Rave-Elation (1998)

for orchestra (3333 4331 Timp 2Perc Pno Strings)

duration: 8 minutes

Faber Music publishing details, also available in a longer version entitled Rave-Elation (Schindowski Mix), of 14 minutes duration which can be found here.

Audio Excerpt

Programme Notes

Rave-Elation was written for performance by the combined forces of Camerata Australia and Camerata Scotland. It uses aspects of popular music as a starting point, in particular that of the ‘techno’ music genre.

The piece is almost exclusively hedonistic in content, and this is deliberate. The main inspiration for the work comes from dance and ‘rave’ parties, especially the party-goers’ single-minded indulgence in physical enjoyment.

‘Rave’ parties are large dance events, popular in the 1990s where the music is loud, produced through loud amplifiers. A steady drum beat, simulated and at times reproduced in Rave-Elation by a MIDI drum kit, controls the tempo and the excitement of the dancing crowd. The tempo and beat of Rave-Elation reflect the popular fast mood of this ‘dance’ music.

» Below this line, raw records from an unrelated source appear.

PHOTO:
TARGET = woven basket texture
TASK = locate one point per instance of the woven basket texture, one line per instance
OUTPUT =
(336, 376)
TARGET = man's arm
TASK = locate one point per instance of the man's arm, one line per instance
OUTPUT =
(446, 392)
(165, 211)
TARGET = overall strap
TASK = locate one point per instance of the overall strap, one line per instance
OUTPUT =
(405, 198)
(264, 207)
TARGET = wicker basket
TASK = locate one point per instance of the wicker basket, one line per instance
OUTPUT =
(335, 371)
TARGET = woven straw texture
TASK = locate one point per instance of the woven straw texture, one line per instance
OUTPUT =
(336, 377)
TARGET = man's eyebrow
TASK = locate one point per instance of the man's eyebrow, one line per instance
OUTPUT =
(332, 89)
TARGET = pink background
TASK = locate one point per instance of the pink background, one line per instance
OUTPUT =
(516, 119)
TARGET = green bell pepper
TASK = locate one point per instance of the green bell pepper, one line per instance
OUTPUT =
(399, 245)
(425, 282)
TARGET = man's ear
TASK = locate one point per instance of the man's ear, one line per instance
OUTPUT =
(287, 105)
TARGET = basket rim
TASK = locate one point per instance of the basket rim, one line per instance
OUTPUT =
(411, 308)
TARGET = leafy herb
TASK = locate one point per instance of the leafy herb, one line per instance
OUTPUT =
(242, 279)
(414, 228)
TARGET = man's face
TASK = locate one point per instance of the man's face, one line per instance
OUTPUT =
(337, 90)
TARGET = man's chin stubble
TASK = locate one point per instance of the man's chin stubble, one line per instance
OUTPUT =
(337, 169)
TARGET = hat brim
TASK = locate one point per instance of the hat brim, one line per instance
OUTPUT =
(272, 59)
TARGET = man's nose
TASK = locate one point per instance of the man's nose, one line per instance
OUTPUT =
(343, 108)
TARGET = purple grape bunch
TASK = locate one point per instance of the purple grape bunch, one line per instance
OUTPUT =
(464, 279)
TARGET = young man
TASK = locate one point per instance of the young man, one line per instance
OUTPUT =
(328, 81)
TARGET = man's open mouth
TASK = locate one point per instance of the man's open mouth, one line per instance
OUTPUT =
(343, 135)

Commissioned by Youth Music Australia, Rave-Elation was written with the financial support of the Australia Council, the Australian government’s arts funding and advisory body.

(prog.note by Matthew Hindson)


“Matthew Hindson’s Rave-Elation, a homage to the ‘rave’ dance scene, was full of funky beats and catchy riffs pounded out with fairly relentless energy. One couldn’t call it subtle, but it was a hugely enjoyable celebration of the essentially hedonistic physicality of contemporary youth culture. It was greeted with a degree of enthusiasm from the audience which is relatively rare, alas, for contemporary music” – Stephen Whittington , The Adelaide Advertiser, 22 July 1997.

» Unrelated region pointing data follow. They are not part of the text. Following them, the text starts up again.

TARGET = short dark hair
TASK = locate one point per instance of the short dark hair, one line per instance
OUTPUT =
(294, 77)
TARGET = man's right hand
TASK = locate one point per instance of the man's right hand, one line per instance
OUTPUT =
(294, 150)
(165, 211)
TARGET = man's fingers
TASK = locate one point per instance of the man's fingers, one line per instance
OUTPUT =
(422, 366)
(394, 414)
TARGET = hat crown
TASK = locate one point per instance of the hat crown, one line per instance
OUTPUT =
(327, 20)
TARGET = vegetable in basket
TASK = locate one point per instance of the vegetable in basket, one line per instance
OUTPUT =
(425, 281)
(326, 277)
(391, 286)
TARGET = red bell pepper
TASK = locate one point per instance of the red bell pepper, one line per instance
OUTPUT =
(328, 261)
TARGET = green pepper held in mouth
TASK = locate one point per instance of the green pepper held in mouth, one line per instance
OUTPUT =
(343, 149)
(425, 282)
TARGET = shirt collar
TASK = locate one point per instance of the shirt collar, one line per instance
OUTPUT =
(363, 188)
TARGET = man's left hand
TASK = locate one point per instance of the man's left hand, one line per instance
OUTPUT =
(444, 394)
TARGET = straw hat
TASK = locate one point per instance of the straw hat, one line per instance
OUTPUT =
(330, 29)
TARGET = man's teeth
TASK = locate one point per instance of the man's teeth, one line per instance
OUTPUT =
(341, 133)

“Hindson’s Rave-Elation continues his interest in popular styles, exploring techniques of techno styles and the spirit of physical enjoyment characteristic of rave parties. I find Hindson’s work in this area immensely interesting. He confronts the eternal problem of harnessing the energy of popular styles – how to handle their essential banality – in a variety of imaginative ways… I enjoyed hearing both these young composers hugely [David Horne’s Flicker was the other piece].” – Peter McCallum, The Sydney Morning Herald, 18 July, 1997.

CD Recording Available?

Not yet. However, a live recording of the piece is available through the Australian Music Centre library.

Other Information

This work featured in Veitstanz: Shake Rattle and Roll, a ballet choreographed by Berndt Schindowski, performed by Ballet Schindowski in Gelsenkirchen, Germany (January – March 2004).